The plan I selected is challenging, incorporating tempo VO2 max and threshold workouts. The miles are man, with my shortest runs currently at 6 miles and the longest at 9. This week, I also have a 7-mile steady run and a near 9-miler with goal pace splits.
The fear and apprehension surrounding these workouts is great. I find that if I think too much about them - like last week's 14 x 400 repeats - I psych myself out before I start. While it's probably healthy to be a bit daunted by a PR plan, it's not good to feel defeated before hitting start on the Garmin.
Thankfully, I've found a few strategies that have helped me not only get through but also succeed.
Mile by mile.
Each week, I look at the spreadsheet so I can fit the plan into my schedule. I never look beyond that as to avoid unnecessary worrying about future workouts.
Company of others.
For the better part of my running history, I have ran alone - or with my dog, who doesn't do much to push the pace.
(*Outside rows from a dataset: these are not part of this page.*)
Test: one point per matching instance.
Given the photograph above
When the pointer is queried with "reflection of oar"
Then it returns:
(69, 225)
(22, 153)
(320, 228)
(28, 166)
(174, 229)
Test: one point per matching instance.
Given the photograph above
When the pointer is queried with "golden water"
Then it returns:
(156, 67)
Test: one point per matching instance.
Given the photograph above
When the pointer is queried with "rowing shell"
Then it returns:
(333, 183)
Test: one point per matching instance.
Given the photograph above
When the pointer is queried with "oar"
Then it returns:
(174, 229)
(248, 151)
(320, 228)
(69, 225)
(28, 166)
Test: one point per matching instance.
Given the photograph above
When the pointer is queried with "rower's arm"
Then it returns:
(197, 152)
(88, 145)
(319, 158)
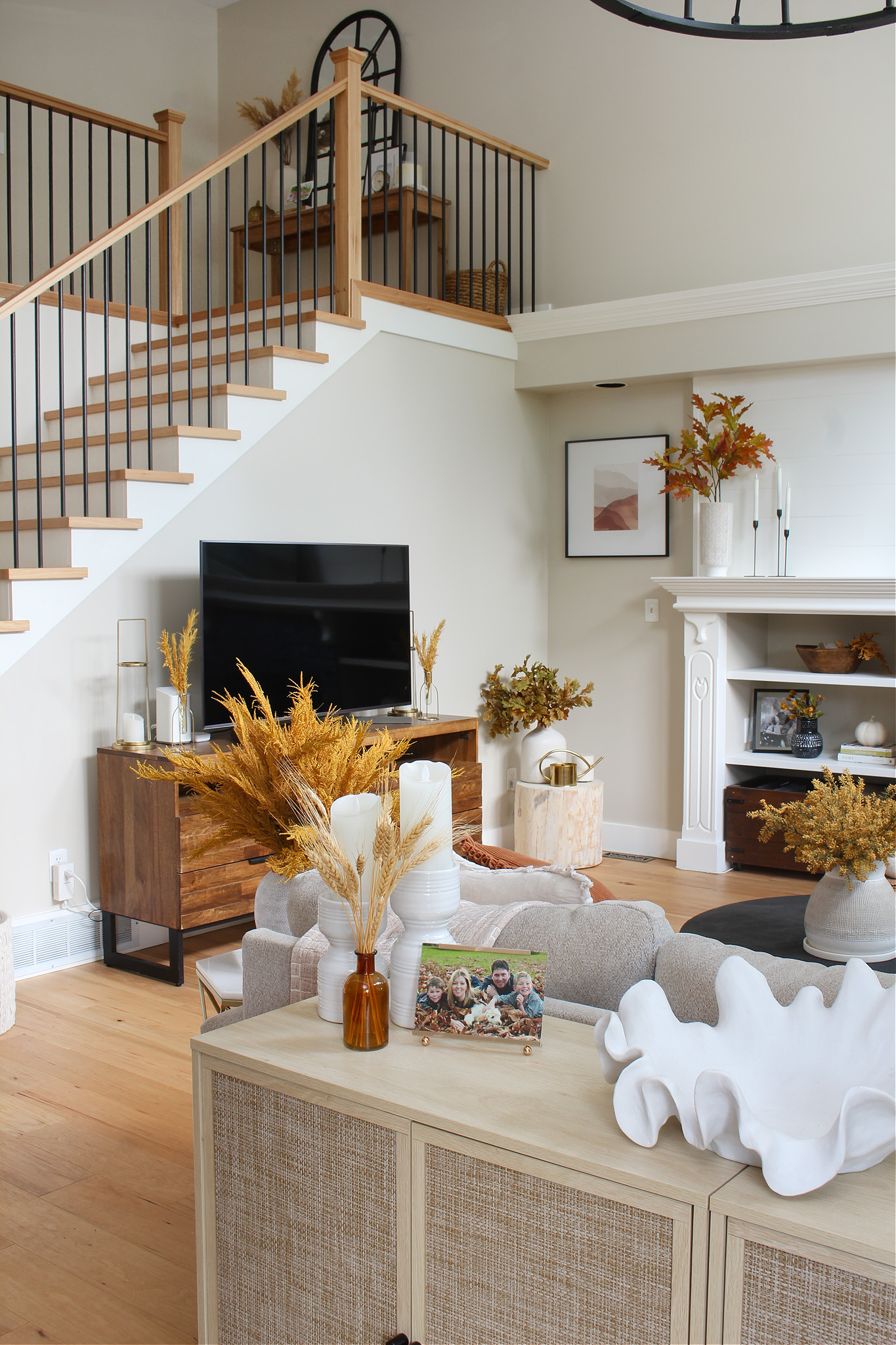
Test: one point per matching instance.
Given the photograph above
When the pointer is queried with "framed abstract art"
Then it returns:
(614, 506)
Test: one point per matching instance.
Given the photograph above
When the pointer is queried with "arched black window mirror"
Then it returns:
(373, 34)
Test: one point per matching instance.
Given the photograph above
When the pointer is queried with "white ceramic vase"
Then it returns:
(425, 900)
(716, 530)
(852, 921)
(534, 747)
(340, 959)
I've since wisened up and began running with friends met through local running stores and social media. If I tell them a workout or mileage goal, I'm far more likely to adhere to it. My husband, who will pace me at the Sept. 27 half marathon, also runs the goal pace miles with me to help me stay focused.
This summer, I have been able to use two races as my speed workouts for the week. The Runners on Parade 5K -and pre-race warmup - served as a tempo run. Well, a fast one. This past weekend, I counted the New Haven 10K as my threshold intervals (3 x 2 miles at goal half marathon pace). Not only did the environment give me the drive and the adrenaline I needed to get through the fast miles, I also got accurate race times off which to base my paces.
Fast shoes equal fast runners. Or, at least I'd like to think. This year, I started rotating a lighter racing shoe into my collection for the tougher workouts. I'm sure that much of the evidence is anecdotal, but the weight of the shoe can affect performance, and it is best to give yourself any advantage you can.